Industria petrolifera, le turbolenze continueranno per tutto il 2023

L’ultimo scossone all’industria petrolifera è stato dato all’inizio del mese di aprile, quando alcuni paesi guidati dall’Arabia Saudita hanno annunciato dei tagli coordinati alla produzione per oltre un milione di barili al giorno.
Chi sperava in un andamento più lineare del settore nel corso del 2023 è rimasto (ed è destinato a rimanere) molto deluso. Anche perché nel frattempo continuano a riemergere periodicamente i timori di recessione, che pure mandano il mercato in altalena.

Le ultime scosse all’industria petrolifera

industria petroliferaIl taglio annunciato a sorpresa ad inizio primavera va ad aggiungersi a quello che OPEC+ ha programmato a partire da ottobre scorso. Va poi ricordato che dal canto suo la Russia aveva già deciso di tagliare la produzione di 500 mila barili al giorno, in risposta alle sanzioni occidentali.

Il mondo si trova così a fare i conti complessivamente con un taglio produttivo del 3,7% da parte dell’industria petrolifera rispetto alla domanda globale.

Il riflesso i prezzi

È chiaro che l’interesse dei produttori di petrolio è quello di mantenere i prezzi a livello maggiore possibile (si ritiene che al di sotto degli 80 dollari potrebbero avere delle difficoltà), ma non così elevato da innescare un crollo della domanda.
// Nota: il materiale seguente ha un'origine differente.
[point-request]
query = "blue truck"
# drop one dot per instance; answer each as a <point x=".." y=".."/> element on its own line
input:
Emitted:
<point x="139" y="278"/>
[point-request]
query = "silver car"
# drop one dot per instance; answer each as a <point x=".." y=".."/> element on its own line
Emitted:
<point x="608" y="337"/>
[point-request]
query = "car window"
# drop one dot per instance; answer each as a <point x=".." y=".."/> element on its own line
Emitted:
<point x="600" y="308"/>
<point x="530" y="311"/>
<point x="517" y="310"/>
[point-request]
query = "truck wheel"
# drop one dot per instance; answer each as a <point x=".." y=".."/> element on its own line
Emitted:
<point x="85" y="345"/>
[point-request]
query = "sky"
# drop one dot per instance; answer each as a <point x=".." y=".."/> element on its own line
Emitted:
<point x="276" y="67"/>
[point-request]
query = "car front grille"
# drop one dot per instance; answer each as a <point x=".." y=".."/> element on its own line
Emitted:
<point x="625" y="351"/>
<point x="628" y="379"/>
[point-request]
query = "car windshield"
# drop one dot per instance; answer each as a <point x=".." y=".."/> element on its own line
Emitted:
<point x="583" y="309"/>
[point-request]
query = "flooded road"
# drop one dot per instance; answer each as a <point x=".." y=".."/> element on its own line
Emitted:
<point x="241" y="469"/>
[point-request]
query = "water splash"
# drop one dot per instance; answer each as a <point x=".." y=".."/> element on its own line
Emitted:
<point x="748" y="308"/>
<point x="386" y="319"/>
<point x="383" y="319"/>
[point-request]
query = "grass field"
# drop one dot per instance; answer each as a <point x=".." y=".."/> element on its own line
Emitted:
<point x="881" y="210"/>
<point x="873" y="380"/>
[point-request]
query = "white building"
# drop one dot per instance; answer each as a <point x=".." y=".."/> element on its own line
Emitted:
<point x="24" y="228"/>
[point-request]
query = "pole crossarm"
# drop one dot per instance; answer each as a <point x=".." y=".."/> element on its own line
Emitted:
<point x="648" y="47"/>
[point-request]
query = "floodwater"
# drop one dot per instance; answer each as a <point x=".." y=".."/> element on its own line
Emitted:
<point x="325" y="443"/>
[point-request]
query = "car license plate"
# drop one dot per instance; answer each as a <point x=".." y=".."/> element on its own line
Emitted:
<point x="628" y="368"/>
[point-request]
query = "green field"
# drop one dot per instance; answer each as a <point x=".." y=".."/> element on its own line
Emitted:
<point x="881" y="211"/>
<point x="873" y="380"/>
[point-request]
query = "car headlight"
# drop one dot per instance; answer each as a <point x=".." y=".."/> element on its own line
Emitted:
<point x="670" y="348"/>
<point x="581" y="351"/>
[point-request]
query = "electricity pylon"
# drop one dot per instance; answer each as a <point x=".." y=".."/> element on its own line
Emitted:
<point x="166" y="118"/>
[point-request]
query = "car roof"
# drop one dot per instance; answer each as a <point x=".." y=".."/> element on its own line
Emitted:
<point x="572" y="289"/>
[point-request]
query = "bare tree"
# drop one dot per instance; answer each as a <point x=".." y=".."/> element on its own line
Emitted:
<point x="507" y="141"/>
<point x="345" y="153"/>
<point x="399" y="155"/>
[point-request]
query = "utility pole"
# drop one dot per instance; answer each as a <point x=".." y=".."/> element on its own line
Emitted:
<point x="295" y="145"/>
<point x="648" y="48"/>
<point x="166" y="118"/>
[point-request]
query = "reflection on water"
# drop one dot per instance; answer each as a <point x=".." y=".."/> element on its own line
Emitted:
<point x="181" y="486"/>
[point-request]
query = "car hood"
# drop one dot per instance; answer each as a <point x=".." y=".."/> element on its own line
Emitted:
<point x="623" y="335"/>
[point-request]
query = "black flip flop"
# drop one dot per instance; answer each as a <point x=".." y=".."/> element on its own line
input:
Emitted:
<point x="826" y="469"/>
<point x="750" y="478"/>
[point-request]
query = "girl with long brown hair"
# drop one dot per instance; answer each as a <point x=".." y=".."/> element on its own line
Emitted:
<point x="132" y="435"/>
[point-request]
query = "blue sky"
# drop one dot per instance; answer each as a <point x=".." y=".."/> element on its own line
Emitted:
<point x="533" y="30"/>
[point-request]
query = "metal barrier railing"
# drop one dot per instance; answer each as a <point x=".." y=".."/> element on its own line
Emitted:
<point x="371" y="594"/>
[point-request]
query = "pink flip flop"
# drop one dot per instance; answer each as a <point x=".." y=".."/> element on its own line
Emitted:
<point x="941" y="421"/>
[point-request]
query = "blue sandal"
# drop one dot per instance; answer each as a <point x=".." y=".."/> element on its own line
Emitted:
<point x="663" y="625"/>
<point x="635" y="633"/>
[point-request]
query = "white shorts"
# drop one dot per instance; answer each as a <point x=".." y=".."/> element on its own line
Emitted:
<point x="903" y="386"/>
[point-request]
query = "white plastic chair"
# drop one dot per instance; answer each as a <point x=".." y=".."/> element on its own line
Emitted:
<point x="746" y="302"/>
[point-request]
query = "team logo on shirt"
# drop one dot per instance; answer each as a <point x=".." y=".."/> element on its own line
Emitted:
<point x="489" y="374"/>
Quest’ultima al momento rimane robusta, nonostante le incertezze che vive l’economia globale, e i timori di una recessione.

Per questo motivo la maggior parte degli analisti ritiene che l’industria petrolifera vivrà ancora una forte volatilità dei prezzi, che dovrebbero continuare ad oscillare dentro un rettangolo pattern che va da 75 a 90 dollari per barile.

Il grosso timore

È chiaro che questa mossa ha innescato a livello globale il grosso timore di trovarsi nuovamente con un’inflazione fuori controllo. La pressione al rialzo sul prezzo del barile potrebbe innescare una crescita dei prezzi dell’energia, che è stato il principale fattore dei balzo dell’inflazione negli ultimi trimestri, dopo essere stata oltre la media mobile 200 periodi per quasi tutto il 2022.

Lo temono soprattutto le banche centrali, che hanno lavorato duramente nell’ultimo biennio per riuscire ad evitare che l’inflazione alta diventasse un fenomeno strutturale.